Fixei fortemente a minha atenção no homem moreno de óculos. Notei que conduzia um compasso prismático em cuja cobertura se viam as iniciais P. H. F. e um revólver cuja bolsa de couro era do tipo militar britânico. Do outro lado, uma cartucheira. Aquelas iniciais P. H. F. me bailaram na cabeça: P. H. Fawcett!

-- Desculpe, senhor, disse, quebrando o silêncio --. Ainda não tive a honra de saber o seu nome.

-- Lampião –- respondeu ele, com simplicidade, mas com uma certa ponta de orgulho.

Tive um choque. Aquele pacato tipo não era outro senão o bandido feroz cuja fama corre de um extremo ao outro do continente. Ele tinha cem mortes nas costas e, invariavelmente, cortava as orelhas dos cadáveres de suas vítimas.

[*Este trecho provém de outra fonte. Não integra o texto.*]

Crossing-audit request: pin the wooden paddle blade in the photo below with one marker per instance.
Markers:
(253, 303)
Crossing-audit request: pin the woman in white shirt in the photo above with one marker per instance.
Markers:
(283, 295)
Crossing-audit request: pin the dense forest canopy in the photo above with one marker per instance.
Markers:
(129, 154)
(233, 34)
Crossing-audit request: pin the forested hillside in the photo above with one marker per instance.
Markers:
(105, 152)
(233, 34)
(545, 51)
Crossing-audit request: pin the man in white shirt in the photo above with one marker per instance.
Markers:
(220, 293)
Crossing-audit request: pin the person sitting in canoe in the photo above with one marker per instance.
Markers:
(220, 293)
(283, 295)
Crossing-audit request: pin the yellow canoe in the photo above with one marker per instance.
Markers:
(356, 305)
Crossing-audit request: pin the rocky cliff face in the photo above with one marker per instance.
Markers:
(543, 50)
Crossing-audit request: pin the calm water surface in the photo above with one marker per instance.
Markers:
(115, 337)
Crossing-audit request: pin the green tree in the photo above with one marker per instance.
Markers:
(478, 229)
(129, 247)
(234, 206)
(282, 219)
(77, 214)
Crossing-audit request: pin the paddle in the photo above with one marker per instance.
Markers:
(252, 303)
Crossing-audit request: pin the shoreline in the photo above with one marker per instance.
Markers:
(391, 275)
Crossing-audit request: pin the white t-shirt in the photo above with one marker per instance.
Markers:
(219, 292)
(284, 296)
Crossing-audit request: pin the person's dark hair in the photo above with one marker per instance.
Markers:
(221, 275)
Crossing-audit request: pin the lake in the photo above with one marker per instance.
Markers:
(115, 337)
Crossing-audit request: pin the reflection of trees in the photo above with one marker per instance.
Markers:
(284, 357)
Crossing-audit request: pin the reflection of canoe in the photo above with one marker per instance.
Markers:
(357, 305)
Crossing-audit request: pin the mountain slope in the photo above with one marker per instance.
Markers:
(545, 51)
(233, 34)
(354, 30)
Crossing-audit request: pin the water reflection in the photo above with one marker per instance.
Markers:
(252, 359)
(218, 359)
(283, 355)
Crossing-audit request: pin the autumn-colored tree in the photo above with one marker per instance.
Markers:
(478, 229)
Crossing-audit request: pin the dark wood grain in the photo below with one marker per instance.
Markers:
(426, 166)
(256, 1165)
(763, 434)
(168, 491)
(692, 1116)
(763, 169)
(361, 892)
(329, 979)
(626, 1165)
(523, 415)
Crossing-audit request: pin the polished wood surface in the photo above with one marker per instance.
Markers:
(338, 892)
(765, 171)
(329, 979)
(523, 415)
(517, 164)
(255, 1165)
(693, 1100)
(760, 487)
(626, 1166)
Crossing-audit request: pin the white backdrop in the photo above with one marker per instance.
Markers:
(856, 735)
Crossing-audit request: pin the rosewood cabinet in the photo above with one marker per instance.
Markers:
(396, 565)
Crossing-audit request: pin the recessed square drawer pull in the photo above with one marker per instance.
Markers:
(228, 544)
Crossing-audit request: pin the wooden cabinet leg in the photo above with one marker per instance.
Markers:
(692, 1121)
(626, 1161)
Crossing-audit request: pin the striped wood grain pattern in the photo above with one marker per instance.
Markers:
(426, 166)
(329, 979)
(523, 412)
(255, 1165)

Ele ficou satisfeito com minha surpresa.

-- Sim, sou eu mesmo esse homem. Peça o que quiser em recompensa por ter salvo a vida de meu irmão.

Imediatamente, excitou-se a minha imaginação. As armas são preciosidades nas florestas brasileiras. Daria o famoso bandoleiro suas armas? Eu precisava daquele revólver e daquele compasso.

-- Nunca podia imaginar –- comecei em tom cortês –- que me fosse dada tão grande honra. O seu nome é, na verdade, tão famoso em Montevidéu como em Lima. Congratulo-me de lhe ter prestado um pequeno favor.

Lampião sorriu. O padre chegou para avisar que a comida estava pronta. Enquanto comíamos, meu pensamento estava cheio de conjeturas. Teria Lampião morto o coronel Fawcett? Estariam as orelhas do coronel fazendo parte de sua coleção? Ofereci-lhe a minha bolsa de fumo. E enquanto ele enrolava o cigarro, decidi me aventurar:

-- Diga-me, senhor, como obteve esse revólver e este compasso? Eles devem ter uma história interessante.

O relato d'A Província continua. Lampião teria dado os objetos ao Capitão Morris, que deixou o local o mais rápido possível. Não há notícias do que as armas tenham sido, jamais, mostradas ao público, como provas de que Fawcett tinha, de fato, morrido. Talvez, assassinado por Lampião. De fato, a presença do cangaceiro nordestino em terras tão distantes é altamente improvável e, tanto quanto eu saiba, jamais foi registrada por outro testemunho.

Epílogo

Em 1952, os irmãos Claudio e Orlando Villas Boas, seguindo pistas contadas por índios da região onde Fawcett havia andado, encontraram corpos que eles identificaram como sendo os do coronel e seus acompanhantes. Havia, no mesmo lugar, objetos que poderiam ser dos exploradores ingleses. A prova definitiva, entretanto, não foi conseguida, pela aparente razão de que os descendentes do explorador inglês não têm permitido que seja feito o exame de DNA.


O fato é que a Cidade Perdida da Bahia nunca foi encontrada. Já não se acredita, hoje, que ela possa existir. Mas a lenda continua.